The research, conducted by MetroSight economists, analyzed the housing cost impacts of regulations such as source-of-income laws; right-to-counsel statutes and just cause eviction laws; and criminal and resident screening restrictions. The study used NAA’s Survey of Operating Income and Expenses in Rental Apartment Communities, which was conducted annually between 2004 and 2021, to examine the data from 600,000 to 850,000 apartments nationwide.

“As housing continues to be a topic of discussion among state, local, and federal lawmakers, this study importantly quantifies how regulations ultimately increase costs for housing providers and residents alike,” said NAA president and CEO Bob Pinnegar. “At a time that demands bold action on housing affordability, policymakers must reject damaging regulations and instead turn to sustainable solutions that lower costs and increase housing supply.”

Key findings include:

  • Source-of-income laws: These can increase operational costs such as vacancy losses by over 10%, likely due to the complex leasing and duplicative leasing process for housing choice vouchers;
  • Just cause eviction laws and right-to-counsel statutes: These can increase collection losses by over 37%, most likely due to a prolonged eviction process; and
  • Criminal and resident screening restrictions: These have been found to increase capital expenditures by over 17%; this is likely due to housing providers upgrading properties and increasing rents to mitigate compliance costs associated with these screening laws.

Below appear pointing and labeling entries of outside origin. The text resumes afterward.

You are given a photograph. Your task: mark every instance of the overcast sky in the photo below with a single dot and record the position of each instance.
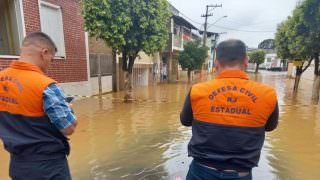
(249, 20)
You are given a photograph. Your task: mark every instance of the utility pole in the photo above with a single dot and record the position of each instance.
(206, 21)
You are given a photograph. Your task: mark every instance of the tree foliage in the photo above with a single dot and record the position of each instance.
(267, 44)
(193, 56)
(299, 36)
(128, 26)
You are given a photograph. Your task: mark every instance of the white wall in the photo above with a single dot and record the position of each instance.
(87, 88)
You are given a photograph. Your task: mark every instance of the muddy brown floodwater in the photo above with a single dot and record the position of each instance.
(144, 139)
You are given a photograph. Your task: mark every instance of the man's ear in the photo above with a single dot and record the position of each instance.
(217, 65)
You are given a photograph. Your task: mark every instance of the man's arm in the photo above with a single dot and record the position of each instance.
(58, 110)
(186, 115)
(272, 122)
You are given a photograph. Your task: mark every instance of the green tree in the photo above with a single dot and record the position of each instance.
(293, 41)
(311, 19)
(257, 57)
(128, 27)
(192, 57)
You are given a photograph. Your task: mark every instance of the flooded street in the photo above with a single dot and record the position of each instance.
(144, 139)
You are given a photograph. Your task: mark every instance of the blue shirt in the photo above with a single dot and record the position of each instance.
(57, 109)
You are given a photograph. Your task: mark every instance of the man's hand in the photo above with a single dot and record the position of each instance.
(70, 130)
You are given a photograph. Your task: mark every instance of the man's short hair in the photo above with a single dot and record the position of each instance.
(37, 38)
(231, 52)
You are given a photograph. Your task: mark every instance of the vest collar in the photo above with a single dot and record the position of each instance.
(233, 74)
(22, 65)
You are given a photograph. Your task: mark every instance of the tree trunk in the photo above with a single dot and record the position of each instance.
(316, 64)
(128, 80)
(257, 68)
(316, 89)
(189, 75)
(297, 79)
(114, 71)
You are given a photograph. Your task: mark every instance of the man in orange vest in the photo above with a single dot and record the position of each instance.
(229, 116)
(35, 119)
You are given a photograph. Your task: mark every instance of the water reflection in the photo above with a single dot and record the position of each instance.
(144, 140)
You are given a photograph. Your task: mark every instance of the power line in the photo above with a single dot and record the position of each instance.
(241, 30)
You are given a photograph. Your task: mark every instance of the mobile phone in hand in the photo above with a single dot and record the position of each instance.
(69, 99)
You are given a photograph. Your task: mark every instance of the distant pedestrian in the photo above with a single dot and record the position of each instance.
(34, 116)
(229, 116)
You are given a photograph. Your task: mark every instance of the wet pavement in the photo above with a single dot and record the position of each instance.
(144, 139)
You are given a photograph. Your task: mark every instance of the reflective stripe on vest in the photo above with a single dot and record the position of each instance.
(232, 99)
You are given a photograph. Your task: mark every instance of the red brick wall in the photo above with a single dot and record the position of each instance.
(74, 67)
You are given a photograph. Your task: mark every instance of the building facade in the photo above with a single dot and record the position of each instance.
(63, 22)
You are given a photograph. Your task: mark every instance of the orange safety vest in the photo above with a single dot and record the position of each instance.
(230, 114)
(231, 99)
(25, 128)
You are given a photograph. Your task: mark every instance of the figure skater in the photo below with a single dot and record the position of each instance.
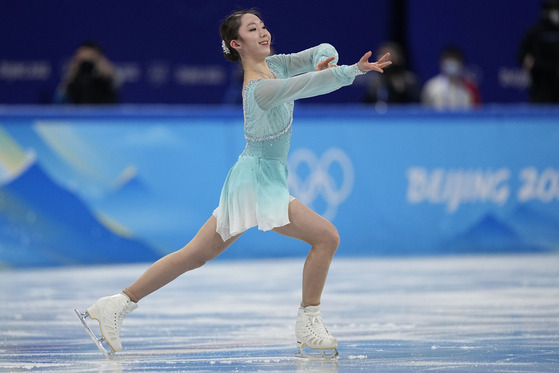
(255, 192)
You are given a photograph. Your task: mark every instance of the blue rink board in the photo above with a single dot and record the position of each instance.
(127, 184)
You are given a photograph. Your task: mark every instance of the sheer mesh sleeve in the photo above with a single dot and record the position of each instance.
(305, 61)
(273, 92)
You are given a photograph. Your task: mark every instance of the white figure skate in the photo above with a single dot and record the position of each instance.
(311, 333)
(109, 313)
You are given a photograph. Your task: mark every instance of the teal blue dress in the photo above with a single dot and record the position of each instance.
(255, 192)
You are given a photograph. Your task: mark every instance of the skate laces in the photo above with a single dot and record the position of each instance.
(315, 324)
(120, 315)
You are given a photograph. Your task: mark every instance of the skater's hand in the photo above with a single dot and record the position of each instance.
(364, 64)
(325, 64)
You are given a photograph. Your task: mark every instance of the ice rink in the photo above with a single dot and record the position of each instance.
(442, 314)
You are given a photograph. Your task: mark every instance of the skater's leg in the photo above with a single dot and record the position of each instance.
(308, 226)
(206, 245)
(323, 237)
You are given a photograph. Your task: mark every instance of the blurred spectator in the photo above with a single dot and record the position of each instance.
(396, 84)
(451, 88)
(90, 78)
(539, 55)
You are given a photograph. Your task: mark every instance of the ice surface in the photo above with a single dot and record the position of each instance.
(459, 314)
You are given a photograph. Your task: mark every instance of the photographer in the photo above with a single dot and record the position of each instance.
(90, 78)
(539, 55)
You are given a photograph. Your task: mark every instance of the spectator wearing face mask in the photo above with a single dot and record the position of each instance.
(539, 55)
(450, 89)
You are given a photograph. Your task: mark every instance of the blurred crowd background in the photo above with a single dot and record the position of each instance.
(455, 54)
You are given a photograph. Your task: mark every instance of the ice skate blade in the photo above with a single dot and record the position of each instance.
(109, 354)
(320, 355)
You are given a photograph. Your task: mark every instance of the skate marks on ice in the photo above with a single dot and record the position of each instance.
(458, 314)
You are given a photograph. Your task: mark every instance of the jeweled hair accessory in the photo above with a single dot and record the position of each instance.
(226, 49)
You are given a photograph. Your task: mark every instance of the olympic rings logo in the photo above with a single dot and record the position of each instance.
(322, 180)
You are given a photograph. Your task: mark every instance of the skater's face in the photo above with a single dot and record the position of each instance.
(254, 39)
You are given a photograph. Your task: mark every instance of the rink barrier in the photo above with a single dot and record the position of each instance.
(130, 183)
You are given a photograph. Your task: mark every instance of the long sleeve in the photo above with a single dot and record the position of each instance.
(273, 92)
(305, 61)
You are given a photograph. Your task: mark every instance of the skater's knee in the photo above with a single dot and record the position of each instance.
(329, 240)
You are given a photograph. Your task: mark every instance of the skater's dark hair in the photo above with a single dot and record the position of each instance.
(229, 30)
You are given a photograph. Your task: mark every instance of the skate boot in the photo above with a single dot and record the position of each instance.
(109, 313)
(311, 333)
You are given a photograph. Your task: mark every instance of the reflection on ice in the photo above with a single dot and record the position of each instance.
(456, 314)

“Balancing the need to protect renters with the need to control costs and maintain operations viability is difficult, and, despite the urgency of addressing housing affordability, there is limited rigorous research to measure the effects of such legislation,” said MetroSight economist and founder Issi Romem. “The data provided by the NAA offers a rare opportunity to look under the hood at housing providers’ operations and evaluate how policy decisions shape the housing outcomes that matter to people.”

In addition to this affordability report, NMHC also recently released research from RCLCO’s Charlie Hewlett, Caroline Flax Ganz, and Jackson Browning on how local tax incentives can help reduce housing shortages and lead to a strong return on investment for municipalities.

The big hurdle has been the hesitancy of municipalities to adopt such incentives because of concerns over the timing and magnitude of budgetary impacts.

The research, which was supported by the Douglas M. Bibby NMHC Research Foundation, found:

  • Evaluations from multiple cities show that tax abatement programs positively impact affordability directly through the creation of new deed-restricted affordable housing and indirectly with a boost to the supply of market-rate housing;
  • Tax-based programs can help fill developers’ financing gaps, especially in those cities with affordability constraints; and
  • In cities with affordability requirements, tax-based incentives often result in more affordable housing than the minimum required.

“This work clearly demonstrates that tax incentive programs offer a real solution to the building of badly needed housing in communities across the country,” noted Wilson Géno. “Not only do these programs lead to the creation of new affordable and market-rate housing and improve housing affordability, they also directly benefit communities in a variety of ways. This research should encourage lawmakers to support legislative proposals to incentivize the broader use of these tools that will lead to lower housing costs and greater housing opportunity.”